Spring Detox Pesto
Serves: 4 Total Time: 20 minutes (15 minute prep time, 5 minute cook time)
Ingredients:
Rainbow Chard Pumpkin Seed Pesto:
2 cups rainbow chard leaves, leaves only, roughly chopped
1 medium Campari tomato
1 cup raw pumpkin seeds
3 garlic cloves, peeled
Juice of 1 lemon
3 tbsp apple cider vinegar, with the mother
1 tbsp coconut aminos
¼ tsp cayenne pepper
¼ tsp ground black pepper
Filtered water, as needed to blend
Kelp Noodles:
12 oz. bag kelp noodles
2 cups dandelion greens, leaves & stem, roughly chopped
Toppings:
Raw pumpkin seeds
Directions:
Prepare kelp noodles in a large bowl by pouring over the juice of 1 lemon, and enough warm water to fully submerge the noodles. Massage the kelp noodles well with your hands until soft. Let sit while progressing with the recipe.

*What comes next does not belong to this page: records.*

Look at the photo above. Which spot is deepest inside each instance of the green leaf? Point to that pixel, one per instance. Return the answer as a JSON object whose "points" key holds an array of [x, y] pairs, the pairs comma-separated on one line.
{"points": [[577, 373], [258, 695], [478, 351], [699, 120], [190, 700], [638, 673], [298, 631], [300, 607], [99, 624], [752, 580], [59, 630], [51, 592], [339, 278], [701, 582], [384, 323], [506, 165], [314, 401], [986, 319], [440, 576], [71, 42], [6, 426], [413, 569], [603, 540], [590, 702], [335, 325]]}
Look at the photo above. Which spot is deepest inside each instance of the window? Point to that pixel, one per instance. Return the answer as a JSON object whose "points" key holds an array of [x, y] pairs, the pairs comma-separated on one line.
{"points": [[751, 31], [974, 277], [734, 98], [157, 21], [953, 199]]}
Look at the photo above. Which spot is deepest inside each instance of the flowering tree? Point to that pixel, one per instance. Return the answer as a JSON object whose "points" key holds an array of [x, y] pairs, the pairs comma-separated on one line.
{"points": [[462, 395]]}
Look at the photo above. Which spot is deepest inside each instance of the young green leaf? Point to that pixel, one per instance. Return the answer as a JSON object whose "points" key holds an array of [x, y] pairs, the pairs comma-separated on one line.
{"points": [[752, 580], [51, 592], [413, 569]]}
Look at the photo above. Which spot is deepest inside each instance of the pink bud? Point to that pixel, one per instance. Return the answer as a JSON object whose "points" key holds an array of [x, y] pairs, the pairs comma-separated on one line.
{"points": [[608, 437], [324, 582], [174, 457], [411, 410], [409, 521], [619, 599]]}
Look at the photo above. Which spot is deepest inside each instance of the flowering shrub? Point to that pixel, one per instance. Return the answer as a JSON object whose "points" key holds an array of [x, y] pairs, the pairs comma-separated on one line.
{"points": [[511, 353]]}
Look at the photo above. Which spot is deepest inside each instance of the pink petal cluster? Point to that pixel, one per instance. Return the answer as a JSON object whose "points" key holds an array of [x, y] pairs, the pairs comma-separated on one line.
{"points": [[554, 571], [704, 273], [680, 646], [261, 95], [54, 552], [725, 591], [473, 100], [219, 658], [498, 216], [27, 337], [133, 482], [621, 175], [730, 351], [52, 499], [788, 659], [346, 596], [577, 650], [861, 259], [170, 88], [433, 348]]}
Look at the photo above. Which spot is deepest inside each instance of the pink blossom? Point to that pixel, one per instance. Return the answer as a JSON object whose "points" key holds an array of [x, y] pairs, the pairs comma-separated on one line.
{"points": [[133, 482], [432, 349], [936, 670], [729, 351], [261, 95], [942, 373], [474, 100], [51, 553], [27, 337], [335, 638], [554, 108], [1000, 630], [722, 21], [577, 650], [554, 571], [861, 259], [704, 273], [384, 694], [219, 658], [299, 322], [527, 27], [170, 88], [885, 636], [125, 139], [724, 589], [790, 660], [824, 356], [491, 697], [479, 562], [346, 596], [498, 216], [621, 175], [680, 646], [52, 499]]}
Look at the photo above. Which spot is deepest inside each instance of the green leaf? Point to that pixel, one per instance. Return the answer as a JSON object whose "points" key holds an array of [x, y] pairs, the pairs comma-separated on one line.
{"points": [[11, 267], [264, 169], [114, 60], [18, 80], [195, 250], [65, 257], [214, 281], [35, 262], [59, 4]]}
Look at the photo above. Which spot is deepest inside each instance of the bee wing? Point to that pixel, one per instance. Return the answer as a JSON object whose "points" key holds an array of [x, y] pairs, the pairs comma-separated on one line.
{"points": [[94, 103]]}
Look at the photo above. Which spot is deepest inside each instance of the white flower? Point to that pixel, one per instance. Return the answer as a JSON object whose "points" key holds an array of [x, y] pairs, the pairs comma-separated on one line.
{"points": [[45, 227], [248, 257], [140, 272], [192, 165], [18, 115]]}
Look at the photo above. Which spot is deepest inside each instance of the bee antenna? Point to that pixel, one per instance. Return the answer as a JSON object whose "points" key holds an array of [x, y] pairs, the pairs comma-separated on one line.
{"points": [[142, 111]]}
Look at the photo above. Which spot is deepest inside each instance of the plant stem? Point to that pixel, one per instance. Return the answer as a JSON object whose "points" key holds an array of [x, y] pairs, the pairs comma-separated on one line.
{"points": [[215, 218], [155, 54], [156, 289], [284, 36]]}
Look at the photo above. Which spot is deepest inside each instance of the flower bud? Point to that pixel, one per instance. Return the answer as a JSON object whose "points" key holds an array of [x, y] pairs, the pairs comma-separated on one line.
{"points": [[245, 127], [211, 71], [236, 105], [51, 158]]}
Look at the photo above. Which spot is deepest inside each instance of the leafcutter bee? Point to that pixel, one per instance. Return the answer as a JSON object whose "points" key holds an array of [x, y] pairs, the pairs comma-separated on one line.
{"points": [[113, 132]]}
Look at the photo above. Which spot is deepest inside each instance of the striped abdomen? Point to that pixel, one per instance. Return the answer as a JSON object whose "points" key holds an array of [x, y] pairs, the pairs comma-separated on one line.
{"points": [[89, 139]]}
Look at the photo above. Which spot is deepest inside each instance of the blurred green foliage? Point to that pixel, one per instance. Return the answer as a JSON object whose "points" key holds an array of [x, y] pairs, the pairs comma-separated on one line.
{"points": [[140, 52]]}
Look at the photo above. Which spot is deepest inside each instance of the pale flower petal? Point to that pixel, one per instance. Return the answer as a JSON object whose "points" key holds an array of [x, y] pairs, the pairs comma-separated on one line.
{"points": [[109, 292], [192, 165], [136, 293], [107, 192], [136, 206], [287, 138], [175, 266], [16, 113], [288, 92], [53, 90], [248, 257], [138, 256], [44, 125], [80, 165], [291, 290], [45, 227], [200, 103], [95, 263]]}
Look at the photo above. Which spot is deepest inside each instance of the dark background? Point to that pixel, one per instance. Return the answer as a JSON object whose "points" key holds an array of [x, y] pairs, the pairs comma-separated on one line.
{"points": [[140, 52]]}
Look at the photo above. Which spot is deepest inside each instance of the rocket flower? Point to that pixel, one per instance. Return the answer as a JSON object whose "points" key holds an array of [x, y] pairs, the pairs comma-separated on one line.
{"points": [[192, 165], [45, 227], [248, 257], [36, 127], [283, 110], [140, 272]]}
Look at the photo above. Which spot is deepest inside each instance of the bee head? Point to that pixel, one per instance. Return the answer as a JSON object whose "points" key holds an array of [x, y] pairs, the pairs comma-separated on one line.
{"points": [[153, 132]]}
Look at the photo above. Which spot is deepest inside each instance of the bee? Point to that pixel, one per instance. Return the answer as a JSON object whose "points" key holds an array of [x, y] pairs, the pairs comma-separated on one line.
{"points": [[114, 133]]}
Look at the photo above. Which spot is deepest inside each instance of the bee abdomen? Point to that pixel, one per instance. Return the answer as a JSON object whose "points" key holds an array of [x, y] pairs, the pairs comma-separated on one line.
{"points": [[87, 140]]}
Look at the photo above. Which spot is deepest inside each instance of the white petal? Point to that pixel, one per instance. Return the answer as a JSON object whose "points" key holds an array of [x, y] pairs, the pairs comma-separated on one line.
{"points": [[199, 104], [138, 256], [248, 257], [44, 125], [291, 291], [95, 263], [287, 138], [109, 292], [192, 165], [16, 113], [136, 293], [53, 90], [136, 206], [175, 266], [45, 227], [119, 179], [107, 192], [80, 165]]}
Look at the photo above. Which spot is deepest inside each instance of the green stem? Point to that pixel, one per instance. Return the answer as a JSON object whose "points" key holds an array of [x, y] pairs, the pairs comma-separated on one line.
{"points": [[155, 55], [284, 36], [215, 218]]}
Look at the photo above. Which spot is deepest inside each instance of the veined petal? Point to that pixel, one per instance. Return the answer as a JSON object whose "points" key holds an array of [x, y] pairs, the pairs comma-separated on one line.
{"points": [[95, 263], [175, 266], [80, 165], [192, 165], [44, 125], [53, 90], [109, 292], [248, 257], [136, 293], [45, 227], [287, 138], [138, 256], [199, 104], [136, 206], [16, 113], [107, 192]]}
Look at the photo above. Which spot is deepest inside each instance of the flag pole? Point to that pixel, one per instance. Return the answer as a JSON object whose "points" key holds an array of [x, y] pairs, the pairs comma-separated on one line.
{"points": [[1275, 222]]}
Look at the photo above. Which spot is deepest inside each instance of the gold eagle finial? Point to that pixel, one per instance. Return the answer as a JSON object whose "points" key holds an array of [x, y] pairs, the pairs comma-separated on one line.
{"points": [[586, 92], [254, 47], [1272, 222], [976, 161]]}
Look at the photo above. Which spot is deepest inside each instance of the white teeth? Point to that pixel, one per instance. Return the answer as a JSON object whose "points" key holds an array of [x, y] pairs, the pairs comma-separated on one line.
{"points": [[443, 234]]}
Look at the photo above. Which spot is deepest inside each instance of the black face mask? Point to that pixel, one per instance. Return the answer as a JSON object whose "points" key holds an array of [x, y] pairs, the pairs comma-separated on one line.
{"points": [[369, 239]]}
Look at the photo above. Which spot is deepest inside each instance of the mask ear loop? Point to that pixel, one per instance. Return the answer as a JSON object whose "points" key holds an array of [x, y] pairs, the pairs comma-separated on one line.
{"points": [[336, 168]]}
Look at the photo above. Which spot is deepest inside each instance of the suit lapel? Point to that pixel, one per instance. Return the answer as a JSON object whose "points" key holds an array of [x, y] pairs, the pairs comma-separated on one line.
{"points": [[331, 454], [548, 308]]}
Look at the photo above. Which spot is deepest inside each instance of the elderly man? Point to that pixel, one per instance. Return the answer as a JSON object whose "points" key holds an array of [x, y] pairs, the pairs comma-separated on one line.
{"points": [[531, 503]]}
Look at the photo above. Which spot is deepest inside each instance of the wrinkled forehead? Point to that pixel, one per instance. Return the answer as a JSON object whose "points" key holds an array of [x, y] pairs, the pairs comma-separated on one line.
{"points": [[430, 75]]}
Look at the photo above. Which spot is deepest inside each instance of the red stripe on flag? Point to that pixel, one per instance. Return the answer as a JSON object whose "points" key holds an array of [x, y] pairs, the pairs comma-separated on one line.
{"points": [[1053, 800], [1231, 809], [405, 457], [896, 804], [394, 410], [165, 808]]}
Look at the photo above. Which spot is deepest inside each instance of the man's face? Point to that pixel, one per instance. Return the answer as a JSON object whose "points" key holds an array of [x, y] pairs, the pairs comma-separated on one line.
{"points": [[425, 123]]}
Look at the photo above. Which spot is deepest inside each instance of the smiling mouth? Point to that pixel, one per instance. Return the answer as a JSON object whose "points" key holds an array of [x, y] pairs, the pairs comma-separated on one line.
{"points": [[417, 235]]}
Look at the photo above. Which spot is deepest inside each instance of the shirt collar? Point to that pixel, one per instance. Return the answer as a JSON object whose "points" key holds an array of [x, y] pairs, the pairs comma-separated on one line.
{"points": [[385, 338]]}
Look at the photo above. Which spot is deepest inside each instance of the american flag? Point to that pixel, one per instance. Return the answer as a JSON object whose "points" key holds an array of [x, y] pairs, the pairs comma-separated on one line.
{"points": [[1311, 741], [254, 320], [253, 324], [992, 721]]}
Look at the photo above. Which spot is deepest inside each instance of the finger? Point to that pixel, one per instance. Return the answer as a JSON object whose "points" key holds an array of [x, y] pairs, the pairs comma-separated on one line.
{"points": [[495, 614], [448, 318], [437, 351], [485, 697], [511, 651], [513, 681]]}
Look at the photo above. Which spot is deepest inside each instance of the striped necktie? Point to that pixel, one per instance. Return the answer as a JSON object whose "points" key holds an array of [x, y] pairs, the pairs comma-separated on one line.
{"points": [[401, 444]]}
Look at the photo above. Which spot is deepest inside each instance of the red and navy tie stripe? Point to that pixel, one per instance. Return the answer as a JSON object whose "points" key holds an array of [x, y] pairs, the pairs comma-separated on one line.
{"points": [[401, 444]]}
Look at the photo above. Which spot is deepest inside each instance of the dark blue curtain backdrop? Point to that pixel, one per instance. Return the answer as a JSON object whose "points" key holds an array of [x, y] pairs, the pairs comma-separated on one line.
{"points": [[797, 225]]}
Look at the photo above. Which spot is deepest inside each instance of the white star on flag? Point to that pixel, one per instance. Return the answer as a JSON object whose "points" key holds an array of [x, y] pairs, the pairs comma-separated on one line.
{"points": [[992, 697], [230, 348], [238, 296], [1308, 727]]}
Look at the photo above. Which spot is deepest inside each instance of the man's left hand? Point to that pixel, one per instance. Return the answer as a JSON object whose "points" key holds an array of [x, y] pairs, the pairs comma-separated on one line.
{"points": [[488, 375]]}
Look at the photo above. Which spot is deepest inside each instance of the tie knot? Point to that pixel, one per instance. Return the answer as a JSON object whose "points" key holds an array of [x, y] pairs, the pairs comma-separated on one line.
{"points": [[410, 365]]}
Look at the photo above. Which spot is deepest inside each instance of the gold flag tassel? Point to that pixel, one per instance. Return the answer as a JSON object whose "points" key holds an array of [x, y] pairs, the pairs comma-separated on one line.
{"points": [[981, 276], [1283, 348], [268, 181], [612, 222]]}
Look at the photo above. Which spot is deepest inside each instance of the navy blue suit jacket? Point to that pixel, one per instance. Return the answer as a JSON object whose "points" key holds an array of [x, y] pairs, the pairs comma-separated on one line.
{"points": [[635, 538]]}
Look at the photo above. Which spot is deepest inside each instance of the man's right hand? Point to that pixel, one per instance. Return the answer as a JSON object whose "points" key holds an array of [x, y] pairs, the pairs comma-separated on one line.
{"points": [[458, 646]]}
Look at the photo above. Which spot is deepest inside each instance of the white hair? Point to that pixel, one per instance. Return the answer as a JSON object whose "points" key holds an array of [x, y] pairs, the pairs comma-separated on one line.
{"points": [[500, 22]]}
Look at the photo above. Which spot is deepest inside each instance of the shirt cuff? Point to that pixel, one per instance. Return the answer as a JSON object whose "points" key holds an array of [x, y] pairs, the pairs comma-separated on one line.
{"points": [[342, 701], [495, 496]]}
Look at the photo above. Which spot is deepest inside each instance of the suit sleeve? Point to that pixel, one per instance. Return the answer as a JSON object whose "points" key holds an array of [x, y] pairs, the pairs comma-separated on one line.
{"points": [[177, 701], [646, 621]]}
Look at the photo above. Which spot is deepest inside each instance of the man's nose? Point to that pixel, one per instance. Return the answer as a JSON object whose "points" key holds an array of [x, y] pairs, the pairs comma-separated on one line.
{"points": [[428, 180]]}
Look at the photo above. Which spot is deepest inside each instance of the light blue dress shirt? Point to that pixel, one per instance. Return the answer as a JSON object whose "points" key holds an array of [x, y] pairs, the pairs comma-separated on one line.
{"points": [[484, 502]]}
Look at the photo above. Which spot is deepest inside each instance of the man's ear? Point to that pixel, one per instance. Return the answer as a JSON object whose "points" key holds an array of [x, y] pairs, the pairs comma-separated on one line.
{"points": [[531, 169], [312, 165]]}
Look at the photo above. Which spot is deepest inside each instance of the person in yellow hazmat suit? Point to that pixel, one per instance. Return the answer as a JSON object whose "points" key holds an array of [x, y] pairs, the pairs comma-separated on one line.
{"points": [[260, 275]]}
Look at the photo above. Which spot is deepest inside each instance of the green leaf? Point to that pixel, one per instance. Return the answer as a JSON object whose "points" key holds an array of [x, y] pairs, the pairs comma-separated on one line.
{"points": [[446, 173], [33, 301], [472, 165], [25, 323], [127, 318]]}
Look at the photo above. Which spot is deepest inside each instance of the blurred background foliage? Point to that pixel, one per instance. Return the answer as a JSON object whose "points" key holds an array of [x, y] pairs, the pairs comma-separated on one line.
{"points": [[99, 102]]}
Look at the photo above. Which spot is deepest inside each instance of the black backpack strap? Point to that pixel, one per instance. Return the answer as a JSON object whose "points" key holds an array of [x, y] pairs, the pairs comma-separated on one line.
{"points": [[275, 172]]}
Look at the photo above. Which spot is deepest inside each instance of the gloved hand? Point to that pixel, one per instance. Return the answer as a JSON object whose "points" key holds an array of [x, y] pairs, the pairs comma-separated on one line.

In a food processor or sturdy blender, blend together all of the ingredients for the pesto until smooth and creamy.
Rinse and drain the kelp noodles, then add to a medium saucepan over low-medium heat. Stir in the pesto and chopped dandelion greens. Toss everything together and cook for about 5 minutes, or until the noodles are evenly coated and everything is warmed through.
Top to serve with a sprinkle of pumpkin seeds and enjoy!